# Silent Hill 3 & 4



## coderitr (Oct 12, 2003)

Yesterday I picked up SH3 and SH4 The Room for the PC. I have played SH2 on the Playstation 2 and really enjoyed it and since I got rid ot the PS2 I haven't played any more and frankly didn't know the SH series was available on the PC platform.

Anyway, the problem is that when I try to run the games I get the following error:



> This game requires a video card with a minimum of 32MB VRAM and programmable Vertex/Pixel Shader support. The application will now close.


 Bummer. I didn't read the box before I bought because I figured, hey, if it will run Myst IV Revelation it will run anything, right? I guess not. Turns out the MX chipset is not supported. My question is, is there anything that I can do besides replace the ASUS 9180 GeForce4 MX 64 MB AGP 8 that I have now? If I must replace the video card, what do you all recommend? Mind you, I'm not going to spend several hundred dollars on a start of the art video adapter. What's a good alternative? If there isn't one, anyone want to buy an unused copy of SH3 and SH4?


----------



## coderitr (Oct 12, 2003)

Minimum System Requirements:


> GeForce3 Ti/Radeon 8500 Video Chipset w/32MB VRAM


Recommended:


> GeForce4 Ti/Radeon 8500 Video Chipset w/64MB VRAM


Supported Video Chipsets:


> NVIDIA GeForceFX, GeForce4Ti, GeForce3Ti (GeForce MX series not supported.)
> ATI Radeon 9800, 9700, 9600, 9500, 9200, 9100, 9000, 8500
> Matrox Parhelia





> 9) Graphics cards
> 
> SILENT HILL 3 requires a graphics card with 3D hardware acceleration and at least 32 MB of VRAM on the card, along with 256 MB or more of system RAM. The drivers for your graphics card must support DirectX 8.1b or higher. If you are having any problems running the game, make sure to update your graphics card drivers.
> 
> ...


----------



## buck52 (Mar 9, 2001)

maybe move you to the new multimedia forum... see what happens there...

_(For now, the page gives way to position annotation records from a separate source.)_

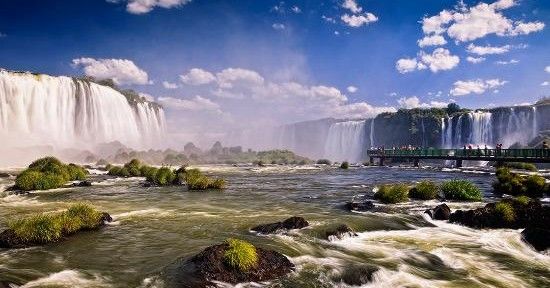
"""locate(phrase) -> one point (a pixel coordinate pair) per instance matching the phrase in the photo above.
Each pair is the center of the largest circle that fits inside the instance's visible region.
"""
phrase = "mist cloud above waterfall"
(121, 71)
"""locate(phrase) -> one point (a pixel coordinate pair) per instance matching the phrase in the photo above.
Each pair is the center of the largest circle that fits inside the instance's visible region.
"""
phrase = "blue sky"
(272, 62)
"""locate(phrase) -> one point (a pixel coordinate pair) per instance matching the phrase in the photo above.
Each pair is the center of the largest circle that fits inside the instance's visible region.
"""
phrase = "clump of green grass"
(425, 190)
(48, 173)
(505, 211)
(240, 255)
(391, 194)
(461, 190)
(50, 227)
(344, 165)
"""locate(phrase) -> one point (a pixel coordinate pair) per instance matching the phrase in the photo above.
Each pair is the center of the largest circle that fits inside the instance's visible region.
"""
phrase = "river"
(154, 226)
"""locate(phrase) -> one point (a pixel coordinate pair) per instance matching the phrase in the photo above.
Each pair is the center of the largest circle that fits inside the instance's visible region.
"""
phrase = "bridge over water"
(459, 155)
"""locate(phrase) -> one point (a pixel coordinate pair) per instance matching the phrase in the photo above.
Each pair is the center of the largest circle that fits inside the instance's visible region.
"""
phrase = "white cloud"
(359, 19)
(475, 60)
(169, 85)
(145, 6)
(477, 86)
(352, 89)
(197, 77)
(196, 103)
(352, 6)
(434, 40)
(512, 61)
(414, 102)
(278, 26)
(121, 71)
(440, 59)
(488, 50)
(465, 24)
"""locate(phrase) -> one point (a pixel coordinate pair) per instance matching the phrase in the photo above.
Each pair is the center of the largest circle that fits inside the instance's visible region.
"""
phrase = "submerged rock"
(9, 239)
(538, 237)
(208, 266)
(288, 224)
(440, 212)
(340, 232)
(359, 206)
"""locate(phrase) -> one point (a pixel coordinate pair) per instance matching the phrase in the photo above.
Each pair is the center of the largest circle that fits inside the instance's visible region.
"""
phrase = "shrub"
(240, 255)
(425, 190)
(50, 227)
(344, 165)
(392, 194)
(461, 190)
(505, 211)
(48, 173)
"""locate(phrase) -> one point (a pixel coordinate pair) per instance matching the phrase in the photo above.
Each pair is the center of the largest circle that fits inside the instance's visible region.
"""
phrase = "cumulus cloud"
(169, 85)
(487, 50)
(470, 23)
(434, 40)
(352, 89)
(414, 102)
(146, 6)
(475, 60)
(196, 103)
(196, 77)
(477, 86)
(121, 71)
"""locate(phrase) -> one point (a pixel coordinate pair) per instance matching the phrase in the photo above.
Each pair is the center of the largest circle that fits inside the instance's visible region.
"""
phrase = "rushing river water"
(155, 226)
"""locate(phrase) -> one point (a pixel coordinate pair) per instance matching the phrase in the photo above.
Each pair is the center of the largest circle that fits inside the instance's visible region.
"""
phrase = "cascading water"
(70, 113)
(346, 141)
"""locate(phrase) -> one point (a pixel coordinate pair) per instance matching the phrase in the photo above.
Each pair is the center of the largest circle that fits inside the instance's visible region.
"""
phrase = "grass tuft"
(240, 255)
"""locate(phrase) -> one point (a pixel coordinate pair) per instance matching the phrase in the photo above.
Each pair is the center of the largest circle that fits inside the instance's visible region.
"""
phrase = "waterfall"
(345, 141)
(70, 113)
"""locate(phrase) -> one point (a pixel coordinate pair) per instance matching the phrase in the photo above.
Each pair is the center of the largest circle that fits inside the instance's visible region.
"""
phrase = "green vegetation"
(425, 190)
(391, 194)
(48, 173)
(50, 227)
(505, 211)
(520, 165)
(461, 190)
(514, 184)
(240, 255)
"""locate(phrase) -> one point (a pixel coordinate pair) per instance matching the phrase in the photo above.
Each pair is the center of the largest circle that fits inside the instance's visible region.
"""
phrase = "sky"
(220, 65)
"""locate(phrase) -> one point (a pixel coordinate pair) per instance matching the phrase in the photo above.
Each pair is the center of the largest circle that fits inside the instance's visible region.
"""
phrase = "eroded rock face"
(440, 212)
(8, 238)
(288, 224)
(359, 206)
(208, 266)
(340, 232)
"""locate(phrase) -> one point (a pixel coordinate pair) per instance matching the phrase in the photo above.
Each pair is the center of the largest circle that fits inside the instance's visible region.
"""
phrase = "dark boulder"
(288, 224)
(538, 237)
(440, 212)
(340, 232)
(359, 206)
(208, 266)
(357, 275)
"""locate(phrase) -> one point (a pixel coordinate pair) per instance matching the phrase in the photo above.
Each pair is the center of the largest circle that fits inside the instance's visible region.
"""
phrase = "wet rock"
(340, 232)
(358, 275)
(539, 238)
(82, 184)
(288, 224)
(208, 266)
(440, 212)
(359, 206)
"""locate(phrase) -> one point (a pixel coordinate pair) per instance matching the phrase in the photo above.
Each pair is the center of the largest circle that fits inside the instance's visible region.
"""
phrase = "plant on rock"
(391, 194)
(461, 190)
(240, 255)
(48, 173)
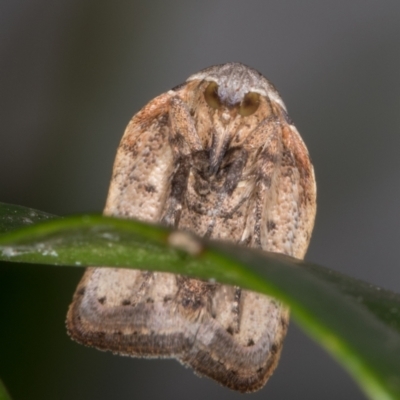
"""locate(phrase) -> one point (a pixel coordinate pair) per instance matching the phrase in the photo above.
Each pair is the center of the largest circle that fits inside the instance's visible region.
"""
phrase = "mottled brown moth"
(218, 156)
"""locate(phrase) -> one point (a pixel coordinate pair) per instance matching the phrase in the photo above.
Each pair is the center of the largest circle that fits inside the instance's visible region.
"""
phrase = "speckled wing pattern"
(217, 156)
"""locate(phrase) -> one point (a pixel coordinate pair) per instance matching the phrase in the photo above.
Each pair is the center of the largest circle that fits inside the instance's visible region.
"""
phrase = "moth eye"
(249, 104)
(211, 96)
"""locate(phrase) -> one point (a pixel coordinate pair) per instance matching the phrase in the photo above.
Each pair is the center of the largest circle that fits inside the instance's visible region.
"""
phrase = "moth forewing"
(217, 156)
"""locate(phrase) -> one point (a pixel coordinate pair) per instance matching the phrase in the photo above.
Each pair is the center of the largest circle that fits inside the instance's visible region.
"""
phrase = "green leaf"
(357, 322)
(3, 392)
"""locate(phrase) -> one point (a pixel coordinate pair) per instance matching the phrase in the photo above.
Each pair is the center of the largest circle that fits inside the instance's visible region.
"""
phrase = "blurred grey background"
(73, 72)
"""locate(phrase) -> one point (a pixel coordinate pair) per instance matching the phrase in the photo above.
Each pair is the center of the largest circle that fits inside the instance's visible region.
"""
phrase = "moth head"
(218, 98)
(236, 88)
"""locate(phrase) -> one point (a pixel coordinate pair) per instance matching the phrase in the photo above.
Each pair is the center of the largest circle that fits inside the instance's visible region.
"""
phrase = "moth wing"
(284, 205)
(289, 220)
(143, 165)
(241, 357)
(129, 312)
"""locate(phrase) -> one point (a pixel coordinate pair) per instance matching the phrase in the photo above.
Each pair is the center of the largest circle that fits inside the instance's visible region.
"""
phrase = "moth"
(218, 156)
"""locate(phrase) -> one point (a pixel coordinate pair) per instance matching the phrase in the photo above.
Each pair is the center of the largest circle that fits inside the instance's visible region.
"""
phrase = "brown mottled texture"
(218, 156)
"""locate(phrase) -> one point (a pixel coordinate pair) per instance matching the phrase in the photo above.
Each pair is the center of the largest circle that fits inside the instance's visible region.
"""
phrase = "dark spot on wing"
(150, 188)
(81, 291)
(230, 330)
(271, 225)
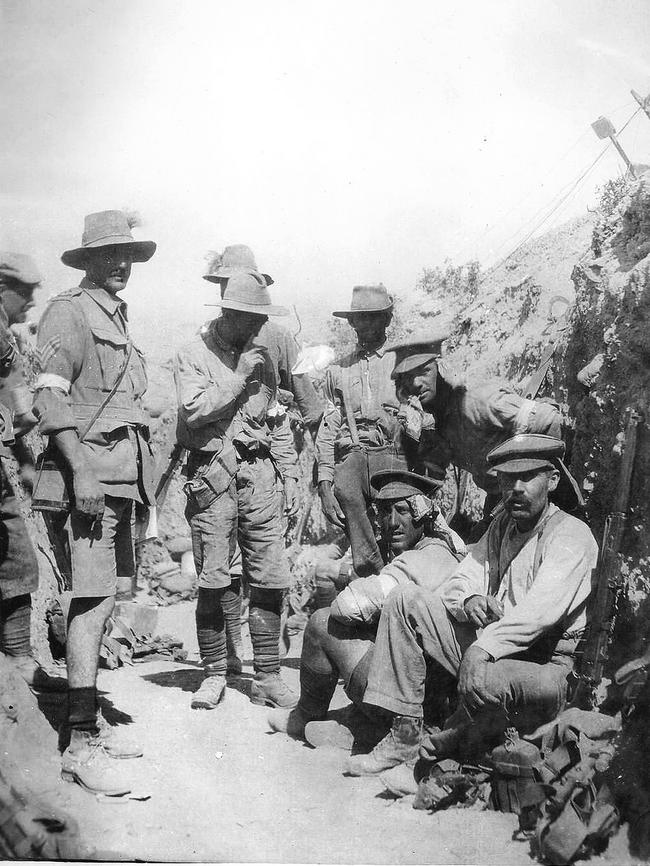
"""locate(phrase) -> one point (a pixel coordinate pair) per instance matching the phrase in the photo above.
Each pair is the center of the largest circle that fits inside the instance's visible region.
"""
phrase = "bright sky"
(345, 142)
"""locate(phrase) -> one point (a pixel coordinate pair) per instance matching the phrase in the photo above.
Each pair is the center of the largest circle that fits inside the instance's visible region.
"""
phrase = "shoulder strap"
(349, 413)
(111, 394)
(554, 520)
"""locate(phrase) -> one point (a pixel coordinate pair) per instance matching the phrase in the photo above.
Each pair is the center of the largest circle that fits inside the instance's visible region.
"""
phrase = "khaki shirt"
(91, 324)
(533, 603)
(283, 351)
(359, 384)
(219, 409)
(474, 419)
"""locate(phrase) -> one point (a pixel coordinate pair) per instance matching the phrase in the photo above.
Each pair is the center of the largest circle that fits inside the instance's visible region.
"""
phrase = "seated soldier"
(504, 627)
(338, 641)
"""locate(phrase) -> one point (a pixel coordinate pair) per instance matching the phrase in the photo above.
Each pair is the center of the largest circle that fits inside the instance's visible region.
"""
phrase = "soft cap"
(525, 452)
(400, 484)
(418, 349)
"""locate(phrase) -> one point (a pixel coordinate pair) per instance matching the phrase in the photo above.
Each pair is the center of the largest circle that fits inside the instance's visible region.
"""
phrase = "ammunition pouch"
(209, 476)
(53, 489)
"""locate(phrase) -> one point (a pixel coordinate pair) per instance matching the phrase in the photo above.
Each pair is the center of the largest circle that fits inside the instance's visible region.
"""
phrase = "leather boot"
(271, 689)
(86, 762)
(211, 691)
(290, 722)
(399, 746)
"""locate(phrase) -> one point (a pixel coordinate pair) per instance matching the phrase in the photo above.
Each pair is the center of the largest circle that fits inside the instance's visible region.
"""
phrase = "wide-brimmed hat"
(233, 260)
(400, 484)
(19, 267)
(418, 349)
(247, 292)
(367, 299)
(103, 229)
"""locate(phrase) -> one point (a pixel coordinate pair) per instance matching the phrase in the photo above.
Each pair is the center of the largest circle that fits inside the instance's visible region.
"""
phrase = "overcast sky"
(345, 142)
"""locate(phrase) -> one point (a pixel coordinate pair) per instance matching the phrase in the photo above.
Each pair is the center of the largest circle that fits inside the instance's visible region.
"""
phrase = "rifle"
(609, 581)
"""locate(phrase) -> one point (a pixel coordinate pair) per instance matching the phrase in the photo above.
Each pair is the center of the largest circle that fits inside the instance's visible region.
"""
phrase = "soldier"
(18, 566)
(241, 450)
(96, 375)
(450, 421)
(339, 640)
(282, 349)
(356, 436)
(504, 626)
(275, 338)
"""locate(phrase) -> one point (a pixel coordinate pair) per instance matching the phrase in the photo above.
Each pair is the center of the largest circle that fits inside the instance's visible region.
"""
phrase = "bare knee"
(95, 610)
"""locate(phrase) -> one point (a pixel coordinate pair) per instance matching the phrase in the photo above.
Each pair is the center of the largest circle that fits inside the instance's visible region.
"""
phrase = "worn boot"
(271, 689)
(115, 743)
(290, 722)
(399, 746)
(86, 762)
(211, 691)
(400, 780)
(352, 727)
(234, 658)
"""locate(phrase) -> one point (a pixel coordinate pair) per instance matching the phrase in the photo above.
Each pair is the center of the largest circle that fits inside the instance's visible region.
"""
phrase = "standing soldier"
(18, 564)
(448, 420)
(88, 400)
(275, 338)
(241, 448)
(356, 435)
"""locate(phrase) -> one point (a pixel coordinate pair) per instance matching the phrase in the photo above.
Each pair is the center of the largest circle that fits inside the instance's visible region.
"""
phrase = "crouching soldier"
(504, 627)
(459, 423)
(339, 640)
(241, 449)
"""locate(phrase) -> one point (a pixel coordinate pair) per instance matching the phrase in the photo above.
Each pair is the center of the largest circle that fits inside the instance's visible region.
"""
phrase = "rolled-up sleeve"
(328, 430)
(467, 580)
(283, 449)
(60, 343)
(202, 401)
(561, 587)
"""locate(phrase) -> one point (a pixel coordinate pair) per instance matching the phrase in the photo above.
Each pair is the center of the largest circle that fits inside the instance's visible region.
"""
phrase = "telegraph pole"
(604, 128)
(644, 102)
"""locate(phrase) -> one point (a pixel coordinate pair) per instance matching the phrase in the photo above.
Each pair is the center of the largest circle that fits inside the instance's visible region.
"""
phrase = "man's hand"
(331, 508)
(481, 610)
(89, 498)
(291, 497)
(248, 360)
(472, 687)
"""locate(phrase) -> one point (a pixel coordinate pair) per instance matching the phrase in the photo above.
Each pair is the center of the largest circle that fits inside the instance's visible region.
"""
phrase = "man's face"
(526, 494)
(17, 300)
(421, 383)
(110, 267)
(370, 327)
(239, 327)
(398, 528)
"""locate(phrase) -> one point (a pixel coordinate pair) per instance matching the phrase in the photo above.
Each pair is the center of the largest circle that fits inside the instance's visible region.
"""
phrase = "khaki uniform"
(91, 324)
(356, 439)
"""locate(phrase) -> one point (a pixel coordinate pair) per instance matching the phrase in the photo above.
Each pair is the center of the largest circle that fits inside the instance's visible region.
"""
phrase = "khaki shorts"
(102, 551)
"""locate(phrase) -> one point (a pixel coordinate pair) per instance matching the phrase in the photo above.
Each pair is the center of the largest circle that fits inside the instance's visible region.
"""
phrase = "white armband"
(51, 380)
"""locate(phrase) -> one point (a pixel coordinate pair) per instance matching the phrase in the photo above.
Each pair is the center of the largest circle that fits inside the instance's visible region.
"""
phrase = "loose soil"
(223, 788)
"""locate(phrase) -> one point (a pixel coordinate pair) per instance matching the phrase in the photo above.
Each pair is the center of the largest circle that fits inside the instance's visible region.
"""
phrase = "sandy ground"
(223, 788)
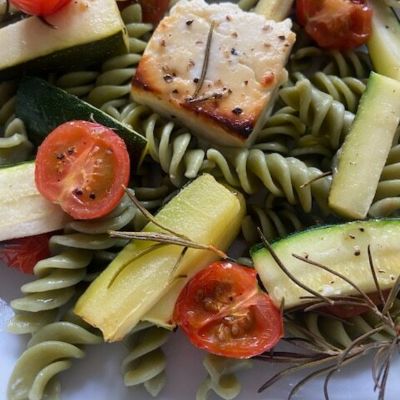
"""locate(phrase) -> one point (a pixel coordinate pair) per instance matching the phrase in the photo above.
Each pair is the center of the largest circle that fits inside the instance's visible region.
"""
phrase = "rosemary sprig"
(206, 61)
(326, 356)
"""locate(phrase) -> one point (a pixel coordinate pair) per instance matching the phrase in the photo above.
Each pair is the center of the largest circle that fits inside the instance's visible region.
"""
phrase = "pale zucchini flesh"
(277, 10)
(366, 148)
(86, 32)
(384, 42)
(23, 210)
(206, 212)
(342, 248)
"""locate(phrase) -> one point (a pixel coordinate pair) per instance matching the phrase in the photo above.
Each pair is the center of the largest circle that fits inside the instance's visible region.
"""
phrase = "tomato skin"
(24, 253)
(154, 10)
(336, 24)
(222, 311)
(40, 8)
(83, 167)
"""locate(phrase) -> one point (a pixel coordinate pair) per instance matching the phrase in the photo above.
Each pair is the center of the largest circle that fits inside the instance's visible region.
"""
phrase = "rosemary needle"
(205, 62)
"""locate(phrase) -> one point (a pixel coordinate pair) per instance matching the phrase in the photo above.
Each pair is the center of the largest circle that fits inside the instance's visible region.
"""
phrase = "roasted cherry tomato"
(336, 24)
(154, 10)
(223, 311)
(83, 166)
(40, 8)
(24, 253)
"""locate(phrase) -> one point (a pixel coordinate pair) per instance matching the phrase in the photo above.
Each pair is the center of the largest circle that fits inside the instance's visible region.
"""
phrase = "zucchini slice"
(143, 272)
(23, 210)
(342, 248)
(43, 107)
(366, 148)
(84, 32)
(384, 42)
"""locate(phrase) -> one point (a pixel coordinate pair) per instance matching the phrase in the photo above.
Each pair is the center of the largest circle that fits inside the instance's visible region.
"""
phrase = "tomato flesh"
(222, 310)
(40, 8)
(24, 253)
(83, 166)
(336, 24)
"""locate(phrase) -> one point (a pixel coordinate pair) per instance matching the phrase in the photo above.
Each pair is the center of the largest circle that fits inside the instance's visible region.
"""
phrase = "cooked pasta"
(49, 353)
(145, 363)
(221, 377)
(319, 111)
(275, 217)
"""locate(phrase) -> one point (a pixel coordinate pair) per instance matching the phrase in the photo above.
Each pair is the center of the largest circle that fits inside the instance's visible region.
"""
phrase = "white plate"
(97, 376)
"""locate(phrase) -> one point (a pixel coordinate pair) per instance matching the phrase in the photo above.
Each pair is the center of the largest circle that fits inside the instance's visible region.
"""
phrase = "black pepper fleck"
(237, 110)
(77, 192)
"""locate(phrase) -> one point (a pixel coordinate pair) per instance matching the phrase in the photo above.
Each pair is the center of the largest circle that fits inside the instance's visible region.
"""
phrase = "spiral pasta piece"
(58, 276)
(221, 377)
(145, 364)
(113, 84)
(275, 217)
(351, 63)
(336, 332)
(319, 111)
(346, 90)
(387, 196)
(49, 353)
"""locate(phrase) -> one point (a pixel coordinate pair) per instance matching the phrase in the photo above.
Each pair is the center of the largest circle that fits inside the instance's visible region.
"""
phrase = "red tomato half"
(40, 8)
(24, 253)
(222, 310)
(336, 24)
(154, 10)
(83, 166)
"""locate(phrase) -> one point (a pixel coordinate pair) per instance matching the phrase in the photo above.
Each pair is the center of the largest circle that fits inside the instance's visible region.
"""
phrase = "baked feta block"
(215, 68)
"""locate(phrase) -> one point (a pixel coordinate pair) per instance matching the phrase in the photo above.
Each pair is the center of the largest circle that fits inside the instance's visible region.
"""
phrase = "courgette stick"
(366, 148)
(384, 43)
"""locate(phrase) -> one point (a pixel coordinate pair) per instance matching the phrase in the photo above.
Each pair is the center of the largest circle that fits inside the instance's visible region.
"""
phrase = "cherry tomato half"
(336, 24)
(24, 253)
(40, 8)
(222, 310)
(83, 166)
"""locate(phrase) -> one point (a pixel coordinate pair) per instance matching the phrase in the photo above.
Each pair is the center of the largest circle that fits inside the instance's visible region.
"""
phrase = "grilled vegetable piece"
(205, 211)
(343, 248)
(366, 148)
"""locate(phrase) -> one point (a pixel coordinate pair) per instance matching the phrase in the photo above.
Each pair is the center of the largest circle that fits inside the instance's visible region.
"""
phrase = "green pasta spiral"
(49, 352)
(145, 364)
(58, 276)
(221, 377)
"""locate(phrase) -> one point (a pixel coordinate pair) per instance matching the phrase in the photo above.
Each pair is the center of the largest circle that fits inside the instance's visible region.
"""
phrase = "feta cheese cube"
(241, 55)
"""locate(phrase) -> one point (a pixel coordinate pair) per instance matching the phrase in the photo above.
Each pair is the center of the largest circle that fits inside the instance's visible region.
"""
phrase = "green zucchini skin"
(43, 107)
(80, 56)
(343, 248)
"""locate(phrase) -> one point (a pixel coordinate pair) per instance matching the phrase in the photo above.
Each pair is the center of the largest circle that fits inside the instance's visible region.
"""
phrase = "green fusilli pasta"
(145, 363)
(49, 353)
(221, 377)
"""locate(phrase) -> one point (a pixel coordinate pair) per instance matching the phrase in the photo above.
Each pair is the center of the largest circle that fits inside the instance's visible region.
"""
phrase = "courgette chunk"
(84, 32)
(343, 248)
(43, 107)
(23, 210)
(143, 272)
(384, 42)
(366, 148)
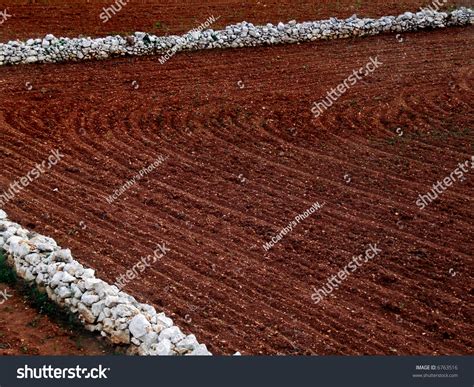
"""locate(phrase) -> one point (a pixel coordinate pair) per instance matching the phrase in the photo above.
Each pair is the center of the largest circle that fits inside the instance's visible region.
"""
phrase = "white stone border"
(51, 49)
(101, 307)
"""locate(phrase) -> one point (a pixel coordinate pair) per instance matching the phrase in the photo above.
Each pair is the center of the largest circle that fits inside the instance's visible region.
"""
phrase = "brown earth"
(23, 331)
(245, 156)
(36, 18)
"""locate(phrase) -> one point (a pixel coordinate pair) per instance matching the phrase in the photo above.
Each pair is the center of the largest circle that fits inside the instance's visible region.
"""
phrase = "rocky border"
(101, 307)
(51, 49)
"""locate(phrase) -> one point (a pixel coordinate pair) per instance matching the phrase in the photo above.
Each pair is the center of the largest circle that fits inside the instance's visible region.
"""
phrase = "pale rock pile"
(51, 49)
(99, 306)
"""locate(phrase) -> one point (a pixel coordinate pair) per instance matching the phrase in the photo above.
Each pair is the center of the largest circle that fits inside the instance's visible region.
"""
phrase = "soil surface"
(245, 156)
(23, 331)
(36, 18)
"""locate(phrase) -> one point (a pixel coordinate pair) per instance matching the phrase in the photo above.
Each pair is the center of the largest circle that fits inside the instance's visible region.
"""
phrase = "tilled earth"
(36, 18)
(245, 156)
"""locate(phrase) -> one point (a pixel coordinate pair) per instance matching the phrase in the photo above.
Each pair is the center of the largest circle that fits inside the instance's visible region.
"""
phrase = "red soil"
(35, 18)
(245, 161)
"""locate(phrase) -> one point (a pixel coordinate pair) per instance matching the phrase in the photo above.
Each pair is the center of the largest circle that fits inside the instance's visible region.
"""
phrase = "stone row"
(101, 307)
(51, 49)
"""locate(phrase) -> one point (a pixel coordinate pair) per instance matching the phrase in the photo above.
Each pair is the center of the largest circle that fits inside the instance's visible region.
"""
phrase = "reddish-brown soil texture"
(245, 156)
(33, 18)
(23, 331)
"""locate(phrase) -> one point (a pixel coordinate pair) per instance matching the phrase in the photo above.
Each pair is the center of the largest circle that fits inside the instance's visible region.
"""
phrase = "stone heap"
(51, 49)
(101, 307)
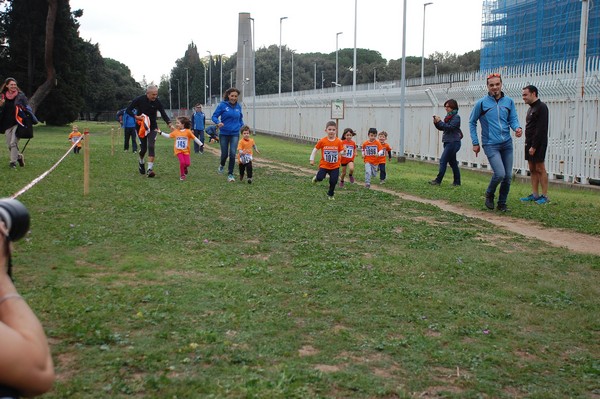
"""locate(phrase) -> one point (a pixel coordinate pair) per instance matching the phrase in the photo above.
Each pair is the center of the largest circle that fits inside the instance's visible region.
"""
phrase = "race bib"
(181, 143)
(331, 156)
(245, 158)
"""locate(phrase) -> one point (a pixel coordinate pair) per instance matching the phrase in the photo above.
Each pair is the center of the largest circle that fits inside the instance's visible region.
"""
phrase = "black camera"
(15, 217)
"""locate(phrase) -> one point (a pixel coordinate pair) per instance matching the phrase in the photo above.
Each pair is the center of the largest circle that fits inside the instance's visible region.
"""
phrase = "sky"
(126, 29)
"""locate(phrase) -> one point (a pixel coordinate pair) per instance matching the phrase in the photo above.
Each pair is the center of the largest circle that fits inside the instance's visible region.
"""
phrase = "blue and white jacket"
(496, 118)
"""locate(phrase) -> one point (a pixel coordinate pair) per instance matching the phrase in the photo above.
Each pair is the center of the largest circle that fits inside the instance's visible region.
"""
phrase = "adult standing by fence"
(497, 115)
(228, 117)
(10, 98)
(148, 105)
(451, 138)
(198, 122)
(536, 143)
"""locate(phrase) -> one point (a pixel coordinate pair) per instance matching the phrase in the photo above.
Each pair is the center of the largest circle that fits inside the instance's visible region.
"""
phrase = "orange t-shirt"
(350, 151)
(182, 140)
(246, 146)
(370, 150)
(330, 152)
(383, 158)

don't like it there, I'll move it to Hardware

buck


----------



## coderitr (Oct 12, 2003)

Thanks.


----------



## DoubleMs (Mar 13, 2005)

Quote:
NVIDIA GeForceFX, GeForce4Ti, GeForce3Ti (GeForce MX series not supported.)
ATI Radeon 9800, 9700, 9600, 9500, 9200, 9100, 9000, 8500
Matrox Parhelia

There's your problem...

(GeForce MX series not supported.)
The game doesn't support your graphics card, so I think you're out of luck.


----------